Lessons from M.D.L. v. Liberty Group Limited
In March 2021, an Eastern Cape woman experienced a life-changing trauma when she was injured during an attempted hijacking at her home. The incident left her unable to work, and she turned to her salary protection insurance policy with Liberty Group Limited to help her through the financial difficulties that followed. What began as a bid for support quickly escalated into a protracted legal battle when the insurer rejected her claim, citing non-disclosure of certain medical conditions. The dispute ultimately reached the High Court, raising significant questions about the obligations of insurers and policyholders, and the boundaries of fairness in such cases.
The woman, identified in court documents as M.D.L., argued that Liberty had failed to comply with the Policyholder Protection Rules (PPRs) under the Long-Term Insurance Act. She claimed the insurer did not provide sufficient reasons for repudiating her claim and acted unfairly by cancelling her policy based on information she believed had already been disclosed in earlier applications. Liberty, in turn, asserted that her non-disclosure of material medical facts at the time of the policy’s conclusion rendered the agreement void and that their repudiation was in line with the terms of the policy.

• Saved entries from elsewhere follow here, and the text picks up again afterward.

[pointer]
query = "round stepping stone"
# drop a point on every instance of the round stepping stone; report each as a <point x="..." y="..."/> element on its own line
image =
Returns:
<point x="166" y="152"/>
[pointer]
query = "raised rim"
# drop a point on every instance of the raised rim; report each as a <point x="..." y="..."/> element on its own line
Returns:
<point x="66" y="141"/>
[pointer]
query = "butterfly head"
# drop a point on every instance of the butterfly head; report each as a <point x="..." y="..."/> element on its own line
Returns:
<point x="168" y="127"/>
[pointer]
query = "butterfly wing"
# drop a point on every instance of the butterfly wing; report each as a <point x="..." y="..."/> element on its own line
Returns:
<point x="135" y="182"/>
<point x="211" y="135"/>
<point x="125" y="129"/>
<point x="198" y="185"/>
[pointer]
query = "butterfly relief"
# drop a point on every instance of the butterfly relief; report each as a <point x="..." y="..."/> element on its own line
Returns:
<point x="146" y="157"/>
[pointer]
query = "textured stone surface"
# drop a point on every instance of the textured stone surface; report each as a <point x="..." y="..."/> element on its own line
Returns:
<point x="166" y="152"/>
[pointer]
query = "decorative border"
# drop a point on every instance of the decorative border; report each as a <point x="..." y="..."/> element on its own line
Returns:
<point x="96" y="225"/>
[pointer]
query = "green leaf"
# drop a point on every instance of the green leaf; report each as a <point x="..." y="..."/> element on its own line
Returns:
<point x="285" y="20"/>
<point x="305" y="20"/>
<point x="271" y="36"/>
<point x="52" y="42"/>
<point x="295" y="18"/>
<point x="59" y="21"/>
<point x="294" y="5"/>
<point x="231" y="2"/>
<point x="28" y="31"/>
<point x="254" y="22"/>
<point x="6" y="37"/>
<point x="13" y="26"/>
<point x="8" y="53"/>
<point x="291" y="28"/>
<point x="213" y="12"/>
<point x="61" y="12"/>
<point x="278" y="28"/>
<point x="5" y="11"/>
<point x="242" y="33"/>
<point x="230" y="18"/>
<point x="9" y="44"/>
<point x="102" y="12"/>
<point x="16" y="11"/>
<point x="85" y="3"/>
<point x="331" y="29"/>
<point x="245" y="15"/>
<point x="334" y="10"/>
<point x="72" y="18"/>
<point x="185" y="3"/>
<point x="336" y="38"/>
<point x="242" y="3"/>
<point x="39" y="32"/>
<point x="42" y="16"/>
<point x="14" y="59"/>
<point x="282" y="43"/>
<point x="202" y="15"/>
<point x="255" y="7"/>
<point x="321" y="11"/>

The court ultimately ruled in favour of Liberty, finding that the insurer had acted reasonably and in compliance with Rule 17.6.3 of the PPRs. The reasons provided in the repudiation letter were detailed and clear, informing the applicant of the basis for the decision and enabling her to challenge it. Liberty’s decision to void the policy was also upheld, with the court emphasising that insurers are not obligated to revisit information disclosed during previous applications when evaluating a new policy.
A central issue in the case was the applicant’s claim that her past disclosures should have been taken into account. The court rejected this argument, stating that the policy had been issued based solely on the answers provided during a new telephonic application process. Insurers are entitled to rely on the representations made at the time, and applicants bear the responsibility of ensuring their disclosures are complete and accurate.
The materiality of the undisclosed conditions was another area of contention. The applicant argued that her prior medical history, which included conditions such as anxiety and depression, was irrelevant to the policy’s injury-based coverage. The court, however, did not delve deeply into this issue, instead focusing on the contractual nature of the agreement and the applicant’s duty to disclose material facts during the application process.
For insurers, this judgment highlights the critical importance of procedural compliance and clear communication. Liberty’s repudiation letter, which outlined the reasons for its decision in plain language, was a decisive factor in the court’s ruling. Insurers must ensure that their processes not only meet regulatory standards but also provide policyholders with sufficient detail to understand and, if necessary, dispute decisions.
For policyholders, the case serves as a cautionary tale. Even if previous applications included relevant disclosures, policyholders cannot assume that insurers will automatically account for this information in subsequent policies. Each application is treated independently, and the burden of disclosure rests firmly with the applicant.
The case also underscores broader strategic considerations for the insurance sector. While procedural compliance and contractual obligations are paramount, insurers must also be mindful of the perception of fairness and transparency. Disputes over non-disclosure, especially in emotionally charged contexts such as this one, can have significant reputational implications. Balancing the enforcement of policy terms with maintaining trust and goodwill among clients is an ongoing challenge.
The story of M.D.L. v. Liberty Group Limited is a powerful reminder of the complexities involved in underwriting, claims management, and client relations. By fostering clarity, consistency, and mutual understanding, insurers and policyholders alike can minimise the risk of disputes and ensure that the true purpose of insurance—providing support in times of need—is fulfilled.